Открытие мира - страница 19
Катюша – это, оказывается, девушка по имени Катя, яблоки он уже видел, а груш – нет, как расцветают деревья – не видел, а чтобы на них сами росли и просто висели такие вкусные вещи – и представить себе не мог. Он-то и деревья представлял себе плохо, потому что на их пустыре, кроме бурьяна и мелких кустов, ничего не было, а вокруг яслей росли одни сосны.
Жаль только, что маме все время приходится что-то делать: то стирать, то штопать, то варить еду – и уговорить ее взять гитару и попеть удается нечасто. А учитывая, что ей утром нужно бежать на работу, а Рите – в школу и оставлять Альку просто не с кем, приходится соглашаться с яслями, несмотря на раннее вставание и необходимость ложиться днем в холодную постель. («Дети днем должны спать!» – это говорится строгим, категоричным тоном и не подлежит обсуждению. Здесь в яслях, кажется, все не подлежит обсуждению.) Но если хотя бы не еда и не процедура кормления: вот это – действительно трудно.

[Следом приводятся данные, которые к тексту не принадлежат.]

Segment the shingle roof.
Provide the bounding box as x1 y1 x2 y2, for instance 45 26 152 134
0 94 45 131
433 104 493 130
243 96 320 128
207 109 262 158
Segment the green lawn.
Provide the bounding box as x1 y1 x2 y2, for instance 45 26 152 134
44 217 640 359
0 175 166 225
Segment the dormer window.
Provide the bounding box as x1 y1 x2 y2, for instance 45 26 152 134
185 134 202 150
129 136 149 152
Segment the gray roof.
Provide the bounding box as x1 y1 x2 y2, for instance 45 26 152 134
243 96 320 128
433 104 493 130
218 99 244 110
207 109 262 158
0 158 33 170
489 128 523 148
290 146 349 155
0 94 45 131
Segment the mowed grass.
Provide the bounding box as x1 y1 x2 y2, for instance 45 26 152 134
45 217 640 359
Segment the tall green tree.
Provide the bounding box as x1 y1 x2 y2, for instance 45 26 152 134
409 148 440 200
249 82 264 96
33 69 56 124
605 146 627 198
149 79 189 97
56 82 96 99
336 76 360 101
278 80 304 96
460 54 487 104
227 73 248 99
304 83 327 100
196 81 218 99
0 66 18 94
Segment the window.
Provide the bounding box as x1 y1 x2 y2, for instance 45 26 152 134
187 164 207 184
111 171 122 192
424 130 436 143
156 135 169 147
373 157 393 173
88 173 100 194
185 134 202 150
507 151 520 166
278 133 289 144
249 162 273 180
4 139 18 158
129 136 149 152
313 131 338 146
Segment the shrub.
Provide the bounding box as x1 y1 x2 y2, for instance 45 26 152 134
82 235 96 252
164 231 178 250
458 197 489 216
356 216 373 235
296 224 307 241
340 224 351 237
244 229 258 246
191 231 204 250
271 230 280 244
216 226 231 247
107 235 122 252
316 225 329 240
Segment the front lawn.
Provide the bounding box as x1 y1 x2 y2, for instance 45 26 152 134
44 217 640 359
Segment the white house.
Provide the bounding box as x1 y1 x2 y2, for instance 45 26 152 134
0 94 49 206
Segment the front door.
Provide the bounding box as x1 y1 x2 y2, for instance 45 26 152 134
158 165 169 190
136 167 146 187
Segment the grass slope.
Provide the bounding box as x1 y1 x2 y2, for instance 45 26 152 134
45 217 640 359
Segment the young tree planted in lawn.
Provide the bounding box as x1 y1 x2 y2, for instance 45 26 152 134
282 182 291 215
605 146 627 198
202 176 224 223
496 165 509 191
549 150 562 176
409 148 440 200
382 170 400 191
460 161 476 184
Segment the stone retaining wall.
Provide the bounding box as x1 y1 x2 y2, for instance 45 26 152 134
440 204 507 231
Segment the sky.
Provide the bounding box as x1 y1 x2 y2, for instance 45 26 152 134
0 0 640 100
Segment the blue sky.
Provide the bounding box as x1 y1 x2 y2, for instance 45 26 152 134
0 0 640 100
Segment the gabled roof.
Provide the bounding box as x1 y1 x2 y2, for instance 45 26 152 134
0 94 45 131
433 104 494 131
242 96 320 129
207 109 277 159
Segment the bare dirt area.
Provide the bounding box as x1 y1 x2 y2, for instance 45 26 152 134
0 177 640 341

…Алька еще не знает голода или не помнит его. Он еще не понимает сосущего чувства в желудке, от которого начинает мутить и болеть голова, чувства, выбивающего все мысли и даже желания, кроме одного – желания что-нибудь пожевать. Когда это возникает, Алька начинает рефлекторно жевать оставшуюся еще с «до войны» соску и сглатывает слюну, забивая это чувство. Алька не помнит, что папа на «Пятом участке» привозил из командировок серые замерзшие лепешки бараньего жира и мать строгала этот жир в кипящую воду и подсыпала пшенной крупы, чтобы сварить подобие супа, – может быть, от этого у Альки и разболелся желудок. Алька не знает, что сейчас Рита со всей детворой барака бегает после школы к заводской проходной, и родители, работающие на заводе, выносят им то, что экономят на своих рабочих пайках: кто хлеб, кто капустный суп, кто вареную картошку, завернутую в обрывок газеты.
Алька ест немного, и после своей болезни он не очень любит есть, но мать именно поэтому старается, чтобы он ел больше, и ему, как младшему, достается лучшее, что есть в доме, и это вызывает некоторую ревность быстрорастущей десятилетней сестры. Правда, иногда он просыпается от непонятного чувства, потому что видит во сне хлеб, и ему вдруг нестерпимо хочется его, и тогда он просит: «Мама, дай мне хлебца». Но все же это еще не то сознанное голода, которое уже знают тысячи детей в Ленинграде и еще сотни тысяч его сверстников, разбросанных в детдомы и интернаты или оставшихся в оккупации, где порой едят осоку, крапиву, овсяной жмых или просто траву, чтобы выжить. Понимание этого придет к нему позже.
Пока он сидит в столовой, которая по совместительству является еще и спальней, на маленьком стуле за маленьким квадратным столиком вместе с тремя такими же, как он, малышами над миской с манной кашей, помешивая ложкой сероватую жижу, похожую на цементный раствор, и думает о том, как избежать этого кормления: то ли попытаться все-таки это проглотить, то ли как-то незаметно протянуть время до того момента, когда все кончат есть, и начнут собирать посуду. И как бы было хорошо, если бы нянечка не заметила, что у него не съедена каша и не стала бы ругать его при всех. Он может есть все: и суп, и картошку, и пшенную кашу, и даже рыбий жир, который не любят все дети, но манную кашу он есть не может…
Кто ел эту ясельную манную кашу военных лет, запомнил ее на всю жизнь. Вытащенная из неизвестных хранилищ, замоченная и полусгнившая еще в мешках, сваренная на скорую руку без соли и сахара, с затхлым запахом прели, который, попадая в нос, вызывал тошноту еще до того, как ложка достигала рта, со слипшимися в ней комками, напоминавшими по вкусу скользкую глину, в которой вязли зубы, она не просто не лезла в горло – она подпирала нёбо изнутри, запирала горло, носоглотку и не давала дышать, вызывая спазмы.